Logistic Regression Training: Gradient Descent
In the last video, we learned we could use a plane to automatically classify an image. In this video, we will learn how to determine the plane. We will use the dataset of images to train the classifier. When we have an unknown sample, we can classify the image.
Cost and Loss
Training is where you find the best learnable parameters of the decision boundary.
In this case, we will randomly select a set of learnable parameters, w and b, the superscript is the guess number. In this case, the decision boundary does a horrible job as it classifies all the images as cats.
The second decision boundary does better. Finally, this decision boundary performs the best.
First, we need a way to determine how good our decision boundary is. A loss function tells you how good your prediction is.

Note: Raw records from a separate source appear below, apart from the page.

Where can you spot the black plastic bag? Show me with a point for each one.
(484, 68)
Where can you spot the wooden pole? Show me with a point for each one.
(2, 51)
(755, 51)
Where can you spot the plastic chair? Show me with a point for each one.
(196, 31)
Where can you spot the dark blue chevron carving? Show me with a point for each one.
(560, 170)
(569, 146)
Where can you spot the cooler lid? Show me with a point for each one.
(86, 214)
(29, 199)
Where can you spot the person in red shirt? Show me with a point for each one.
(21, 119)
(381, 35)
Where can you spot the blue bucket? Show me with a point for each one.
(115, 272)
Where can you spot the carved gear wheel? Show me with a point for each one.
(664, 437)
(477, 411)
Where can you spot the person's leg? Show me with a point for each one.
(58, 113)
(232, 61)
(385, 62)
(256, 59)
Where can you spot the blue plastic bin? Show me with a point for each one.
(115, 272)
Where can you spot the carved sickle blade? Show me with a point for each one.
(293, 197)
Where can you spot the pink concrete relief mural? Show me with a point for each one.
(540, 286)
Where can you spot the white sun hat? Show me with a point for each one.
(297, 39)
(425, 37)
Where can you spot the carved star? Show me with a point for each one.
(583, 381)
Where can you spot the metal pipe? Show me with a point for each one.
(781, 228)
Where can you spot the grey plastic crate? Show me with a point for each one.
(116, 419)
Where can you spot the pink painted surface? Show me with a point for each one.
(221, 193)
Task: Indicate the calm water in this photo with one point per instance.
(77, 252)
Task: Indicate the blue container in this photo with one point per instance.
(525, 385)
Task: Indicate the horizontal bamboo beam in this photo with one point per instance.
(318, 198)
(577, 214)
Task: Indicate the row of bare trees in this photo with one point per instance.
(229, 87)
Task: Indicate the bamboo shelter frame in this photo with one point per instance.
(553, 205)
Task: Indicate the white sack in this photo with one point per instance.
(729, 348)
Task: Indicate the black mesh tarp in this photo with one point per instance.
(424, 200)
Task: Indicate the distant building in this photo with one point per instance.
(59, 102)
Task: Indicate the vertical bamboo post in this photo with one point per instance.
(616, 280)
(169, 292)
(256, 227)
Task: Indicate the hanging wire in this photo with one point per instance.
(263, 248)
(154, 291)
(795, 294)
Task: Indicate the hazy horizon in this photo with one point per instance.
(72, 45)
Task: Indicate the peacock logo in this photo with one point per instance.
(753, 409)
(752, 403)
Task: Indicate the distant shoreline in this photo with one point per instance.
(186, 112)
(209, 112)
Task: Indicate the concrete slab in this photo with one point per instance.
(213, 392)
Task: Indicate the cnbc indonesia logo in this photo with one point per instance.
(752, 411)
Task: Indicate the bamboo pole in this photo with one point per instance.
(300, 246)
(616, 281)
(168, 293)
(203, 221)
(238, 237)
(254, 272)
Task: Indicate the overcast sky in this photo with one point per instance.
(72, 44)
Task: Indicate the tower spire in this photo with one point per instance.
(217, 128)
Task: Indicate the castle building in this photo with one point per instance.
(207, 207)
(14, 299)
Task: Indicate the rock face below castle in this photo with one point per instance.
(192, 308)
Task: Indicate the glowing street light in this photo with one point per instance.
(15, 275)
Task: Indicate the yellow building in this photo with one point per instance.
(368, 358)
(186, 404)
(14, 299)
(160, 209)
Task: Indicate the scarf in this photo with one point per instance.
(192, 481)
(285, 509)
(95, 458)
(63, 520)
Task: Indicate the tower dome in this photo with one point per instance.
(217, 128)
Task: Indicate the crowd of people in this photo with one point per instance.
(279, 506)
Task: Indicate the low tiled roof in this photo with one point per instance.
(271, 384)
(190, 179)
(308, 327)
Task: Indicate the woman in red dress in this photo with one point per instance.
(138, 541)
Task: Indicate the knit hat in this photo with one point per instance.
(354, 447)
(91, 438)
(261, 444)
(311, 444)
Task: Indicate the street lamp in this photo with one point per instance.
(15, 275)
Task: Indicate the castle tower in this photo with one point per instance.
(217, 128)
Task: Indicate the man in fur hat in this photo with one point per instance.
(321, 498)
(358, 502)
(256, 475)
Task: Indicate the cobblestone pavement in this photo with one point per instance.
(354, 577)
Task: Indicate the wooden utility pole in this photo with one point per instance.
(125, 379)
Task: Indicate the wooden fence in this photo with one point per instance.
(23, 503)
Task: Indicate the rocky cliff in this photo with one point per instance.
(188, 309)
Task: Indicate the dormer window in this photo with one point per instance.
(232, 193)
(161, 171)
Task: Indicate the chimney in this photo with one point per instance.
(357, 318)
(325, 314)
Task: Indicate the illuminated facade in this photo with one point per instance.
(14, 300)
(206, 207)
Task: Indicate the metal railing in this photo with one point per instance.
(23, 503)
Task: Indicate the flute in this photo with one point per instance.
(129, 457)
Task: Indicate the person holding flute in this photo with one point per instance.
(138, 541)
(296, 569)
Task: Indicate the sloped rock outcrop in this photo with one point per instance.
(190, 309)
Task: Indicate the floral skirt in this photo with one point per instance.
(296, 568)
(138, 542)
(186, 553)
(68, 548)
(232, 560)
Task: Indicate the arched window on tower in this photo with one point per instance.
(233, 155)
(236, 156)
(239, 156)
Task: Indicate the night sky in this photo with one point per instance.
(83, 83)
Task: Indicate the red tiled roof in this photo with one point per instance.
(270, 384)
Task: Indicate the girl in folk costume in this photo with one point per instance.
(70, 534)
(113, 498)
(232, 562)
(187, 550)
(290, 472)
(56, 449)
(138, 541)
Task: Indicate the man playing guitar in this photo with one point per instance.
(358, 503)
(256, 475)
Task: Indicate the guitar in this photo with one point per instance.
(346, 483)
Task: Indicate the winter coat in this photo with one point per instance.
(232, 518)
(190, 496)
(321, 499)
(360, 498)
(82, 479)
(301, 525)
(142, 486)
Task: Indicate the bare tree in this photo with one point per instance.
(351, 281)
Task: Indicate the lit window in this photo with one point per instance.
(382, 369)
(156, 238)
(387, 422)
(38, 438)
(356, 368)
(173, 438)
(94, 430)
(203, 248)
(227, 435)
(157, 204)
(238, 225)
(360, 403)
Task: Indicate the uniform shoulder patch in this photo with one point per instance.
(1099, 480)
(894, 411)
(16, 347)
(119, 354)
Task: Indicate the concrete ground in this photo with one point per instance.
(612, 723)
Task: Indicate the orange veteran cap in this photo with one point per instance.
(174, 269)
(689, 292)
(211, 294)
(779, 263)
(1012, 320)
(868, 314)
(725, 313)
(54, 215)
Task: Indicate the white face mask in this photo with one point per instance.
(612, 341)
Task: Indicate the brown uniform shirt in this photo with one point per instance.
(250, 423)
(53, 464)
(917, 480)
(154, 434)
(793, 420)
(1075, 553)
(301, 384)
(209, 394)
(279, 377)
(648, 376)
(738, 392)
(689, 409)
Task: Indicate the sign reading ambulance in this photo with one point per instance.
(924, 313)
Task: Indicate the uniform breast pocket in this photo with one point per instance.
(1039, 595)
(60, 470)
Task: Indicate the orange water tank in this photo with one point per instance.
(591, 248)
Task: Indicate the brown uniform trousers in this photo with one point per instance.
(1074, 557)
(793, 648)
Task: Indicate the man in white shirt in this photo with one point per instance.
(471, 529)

The following loss is called the classification loss.
The first column will show the output of the loss function. Each time our prediction is correct, the loss function will output a zero. Each time our prediction is incorrect, the loss function will output a one.
The cost is the sum of the loss. The cost tells us how good our learnable parameters are doing on the dataset.
In this case, our model output y hat is incorrect, predicting a cat as a dog and a dog as a cat. In this case, our model output is correct, predicting a dog is a dog and a cat is a cat. For each incorrectly classified samples, the loss is one, increasing the cost. Correctly classified samples do not change the cost.
For this decision boundary, the cost is three.
For this decision boundary the cost is one.
For this decision boundary the cost is zero.
The cost is a function of the learnable parameters. We see a set of learnable parameters. The decision boundary misclassifies three points.
Changing the learnable parameters misclassifies the following points.
The final learnable parameters perform perfectly.
To simplify, let's look at the cost as a function of the bias parameter b. We can plot the cost with respect to learnable parameters. In this case, we plot the cost with respect to the bias parameter b.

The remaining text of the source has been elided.